La segunda clave se encuentra en informaciones de prensa posteriores que revelaron algunos detalles de la operación. Según se supo, la operación fue realizada por dos aviones Supertucano que partieron de la base de Apiay, Meta, y las bombas arrojadas dejaron un cráter de 15 metros de profundidad por 20 de ancho. Estamos hablando, entonces, de un enorme poder de fuego utilizado en atacar un pequeño blanco.
Sin duda, un campamento de una organización armada ilegal es un blanco militar legítimo. La presencia de menores de edad no cambia esta calificación pero sí condiciona las acciones y recursos que se ponen en marcha. También es cierto que un bombardeo es una operación de tierra arrasada y por ello resulta muy difícil evitar los daños colaterales después de lanzada la acción. Lo que no es cierto es que esto no se puedan prevenir ni minimizar. Y de ninguna manera excusa lo que ocurrió.
La Fuerza Aérea es la única institución autorizada legalmente para ejecutar operaciones de bombardeo. El Ejército no posee ni la doctrina, ni los equipos, ni la capacidad, ni la experiencia para realizar este tipo de operaciones. Desde el Caso Santo Domingo (Arauca, 13 de diciembre de 1998) la FAC llevaba alrededor de veinte años perfeccionando un sistema para minimizar -con altísimos niveles de éxito- estos desenlaces innecesarios y lamentables.
Todos estos avances fueron aplaudidos por instituciones como la Oficina del Alto Comisionado de la ONU para los Derechos Humanos, que avaló esta iniciativa, mientras que el modelo, con algunos ajustes y variaciones, fue adoptado y replicado por otros países y sus fuerzas armadas, al considerarlas útiles para asegurar la correcta y legítima utilización de la fuerza.
Por ejemplo, se estableció el proceso de “Planeación de Operaciones”, cuyas etapas debían cumplirse ineludiblemente y de forma consecutiva. También se instituyó la figura del “Asesor Jurídico Operacional”, un oficial formado profesionalmente como abogado, que cumple la función de acompañar el planeamiento e incluso la ejecución de una operación, alertando sobre posibles violaciones al derecho.
De forma complementaria, se adoptó y diseñó un formato de viabilidad de la misión de ataque, un documento en el que se sintetiza de forma puntual información que resulta fundamental para que el Comandante de la FAC tome la decisión autorizando o rechazando, de ser el caso, la realización de un bombardeo. Con base en todo esto se decide si se realiza o no la operación.

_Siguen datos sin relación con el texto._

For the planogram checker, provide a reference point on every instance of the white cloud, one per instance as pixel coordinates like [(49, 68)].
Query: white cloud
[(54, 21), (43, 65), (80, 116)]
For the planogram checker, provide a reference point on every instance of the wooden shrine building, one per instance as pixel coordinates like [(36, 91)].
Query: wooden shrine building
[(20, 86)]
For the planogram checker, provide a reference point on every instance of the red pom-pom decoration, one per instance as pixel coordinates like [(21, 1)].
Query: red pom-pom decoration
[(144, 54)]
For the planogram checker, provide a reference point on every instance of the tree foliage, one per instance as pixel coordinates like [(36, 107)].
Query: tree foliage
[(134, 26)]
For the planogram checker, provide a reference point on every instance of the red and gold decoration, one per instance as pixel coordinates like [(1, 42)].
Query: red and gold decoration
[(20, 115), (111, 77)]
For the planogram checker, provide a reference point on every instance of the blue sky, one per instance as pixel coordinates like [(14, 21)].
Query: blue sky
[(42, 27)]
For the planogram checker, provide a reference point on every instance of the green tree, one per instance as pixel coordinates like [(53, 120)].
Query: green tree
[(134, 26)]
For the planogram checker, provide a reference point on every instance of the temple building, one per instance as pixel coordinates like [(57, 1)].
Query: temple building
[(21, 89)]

Por ejemplo, el informe de inteligencia militar previo a la operación es el soporte básico del que se desprende toda la justificación de la operación y debe ser citado y anexado a la documentación de soporte. Si las labores de inteligencia fueron desarrolladas con rigor, en ese informe debe constar la presencia de menores en el campamento. De igual forma, la proporcionalidad en el uso de la fuerza es una de las variables que se deben tomar en cuenta antes de autorizar la operación. Dados los resultados de la operación, ninguno de esos aspectos parece haber sido tomada en cuenta.
Así que la pregunta es ¿quién ordenó saltarse estos protocolos? La primera sospecha debería recaer sobre el Comandante de la Fuerza Aérea, única persona que puede dar la autorización final y cuya firma debería estar al final del documento de “planeación de Operaciones”. Pero desconocemos los detalles internos, así que una figura de diferente jerarquía podría haber obviado este requisito, en una clara violación de las normas.

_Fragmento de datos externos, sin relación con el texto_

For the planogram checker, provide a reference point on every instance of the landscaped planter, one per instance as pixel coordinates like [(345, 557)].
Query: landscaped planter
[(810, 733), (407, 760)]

Esas normas existían a pesar de que, si bien reducían el margen de maniobra de la FAC, redundaban en ganar legitimidad y efectividad. Y así operó durante 20 años, hasta esta operación en la que, por el contrario, se privilegió la letalidad sobre la legitimidad; el obtener un resultado (la baja de alias Gildardo el Cucho), sobre la vida de 8 menores. Pudieron conseguirse los mismos objetivos con métodos distintos.
Por eso la operación fue un fracaso desde el punto de vista humanitario, militar y jurídico que compromete la legitimidad de las fuerzas militares. En momentos de crisis, debe rodearse a las instituciones, y eso incluye protegerlas de los individuos que comprometen el prestigio y la eficiencia de las instituciones con ligerezas y acciones inapropiadas. El responsable político de esta desafortunada operación ya lo conocemos y presentó su renuncia. Pero tanto el Comandante de la FAC como el Comandante General de las Fuerzas Militares, nos deben muchas explicaciones a los colombianos, y deben asumir la responsabilidad por sus actos.